A Força Aérea Portuguesa foi autorizada a assumir um encargo plurianual, no valor máximo de 32 milhões de euros, destinado à aquisição de quatro helicópteros Black Hawk para evacuação e emergência médica.
A decisão, formalizada através de Portaria publicada em Diário da República no passado dia 5 de janeiro, enquadra‑se no Plano de Recuperação e Resiliência (PRR), no investimento dedicado ao reforço da capacidade aeromédica nacional.
De acordo com a Portaria n.º 10/2026/2:
1 – Autorizar a Força Aérea a assumir o encargo plurianual e a realizar, no ano 2026, a respetiva despesa, com a aquisição de quatro Helicópteros Médios de Evacuação e Emergência Médica, até ao montante máximo de 32 000 000,00 EUR (trinta e dois milhões de euros), ao qual acresce o imposto sobre o valor acrescentado à taxa legal em vigor, quando legalmente devido, a financiar por verbas do Plano de Recuperação e Resiliência, «Componente C01. Serviço Nacional de Saúde», Investimento «C01-i04.02 – Aquisição de helicópteros para assistência médica».

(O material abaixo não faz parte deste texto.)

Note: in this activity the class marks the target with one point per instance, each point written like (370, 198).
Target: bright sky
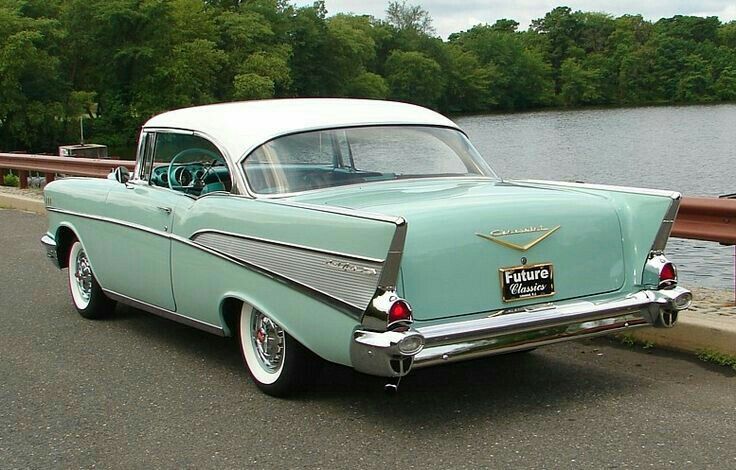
(452, 16)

2 – Delegar, com faculdade de subdelegação, no Chefe do Estado-Maior da Força Aérea, General João Guilherme Rosado Cartaxo Alves, os poderes para a prática de todos os atos a realizar no âmbito dos procedimentos pré-contratuais para a aquisição suprarreferida, até à sua conclusão com a outorga dos respetivos instrumentos contratuais, também incluída nesta delegação de poderes, bem como todos os atos a realizar no âmbito da execução contratual até à sua completa execução, incluindo o exercício dos poderes de conformação da relação contratual, autorização de pagamentos e cumprimento de obrigações fiscais.
3 – Reforçar que o exercício dos poderes conferidos pela presente delegação deve observar o cumprimento das regras da contratação pública aplicáveis, e as respetivas decisões, que devem ser devidamente fundamentadas, ser sujeitas, quando aplicável, a fiscalização do Tribunal de Contas.
4 – Estabelecer que a presente Portaria entra em vigor no dia seguinte ao da sua publicação e produz efeitos desde a data da sua assinatura.

Na justificação da autorização está o relatório elaborado pelo Grupo de Trabalho para os Meios Aéreos empregues em Missões de Interesse Público de 2015, que preconizou o princípio da concentração dos meios aéreos na Força Aérea, como único operador das diferentes funções dos dispositivos permanentes, assegurando deste modo uma exploração mais flexível e intensiva dos meios disponíveis.
O financiamento da aquisição é assegurado por verbas do Plano de Recuperação e Resiliência (PRR), na «Componente C01. Serviço Nacional de Saúde», Investimento «C01-i04.02 – Aquisição de helicópteros para assistência médica», com contrato de financiamento celebrado, em 11 de dezembro de 2025, entre a Estrutura de Missão “Recuperar Portugal” e o Ministério da Defesa Nacional – Força Aérea, esta última, beneficiária direta e entidade responsável pela implementação e execução física e financeira do investimento inscrito no PRR.